4720.0.55.002 - Microdata: National Aboriginal and Torres Strait Islander Social Survey, 2014-15 Quality Declaration 
Latest ISSUE Released at 11:30 AM (CANBERRA TIME) 29/07/2016  First Issue
   Page tools: Print Print Page Print all pages in this productPrint All RSS Feed RSS Bookmark and Share Search this Product

USING THE EXPANDED CURF

About the CURF

The 2014–15 National Aboriginal and Torres Strait Islander Social Survey (NATSISS) Expanded CURF contains three separate record level files which are described on the File Structure page on the Summary tab. Subject to the limitation of sample size, the data classifications used and the conditions of use, it is possible to interrogate the data, produce tabulations and undertake statistical analyses to individual specifications.

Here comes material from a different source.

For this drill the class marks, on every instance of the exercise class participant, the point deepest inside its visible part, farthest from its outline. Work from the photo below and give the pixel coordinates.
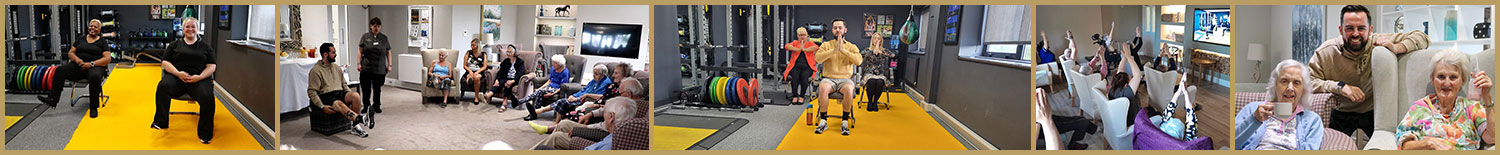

The data included in the CURF are released under the provisions of the Census and Statistics Act 1905. This legislation allows the Australian Statistician to release unit record data, or microdata, provided this is done "in a manner that is not likely to enable the identification of a particular person or organisation to which it relates." Accordingly, there are no names or addresses of survey respondents on the CURF and other steps, including the following list of actions, have been taken to protect the confidentiality of respondents:

  • Excluding some data items that were collected
  • Applying value ranges, collapses or top-coding to some variables
  • Perturbation of dollar values
  • Changing some demographic characteristics on unusual records to protect against identification

The nature of the changes made ensure that the effects on data for analysis purposes is considered negligible. These changes, and the fact that estimates previously published in National Aboriginal and Torres Strait Islander Social Survey, Australia, 2014–15 (cat. no. 4174.0) have perturbation applied to all data items, mean that estimates produced from the CURF may differ from those published in the summary publication or produced in TableBuilder.

Steps to confidentialise the datasets made available on the CURF are undertaken in such a way as to ensure the integrity of the datasets and optimise the content, while maintaining the confidentiality of respondents. Intending purchasers should ensure that the data they require at the level of detail they require are available on the CURF. Data obtained in the survey, but not contained on the CURF may be available in TableBuilder or in tabulated form on request. The Data Item List contains information about the data items, which is available as an Excel spreadsheet on the Downloads tab.


Record counts

Table 1 shows the number of records on each level for the CURF dataset.

Table 1: Counting units and number of records, by level

LevelCounting unitNumber of records

Household levelHouseholds6,611
Person levelSelected persons11,178
Barriers to services levelBarriers to services8,717



Weights and Estimation

Information regarding Weights and Estimation is available on the File Structure page.

Identifiers

There are a series of identifiers that can be used on records at each level of the file.

File level identifiers

The identifiers ABSHID, ABSPID, ABSBID appear on all levels of the file (as they are needed to create a hierarchical CSV file). Where the information for the identifier is not relevant for a level, it has a value of 0.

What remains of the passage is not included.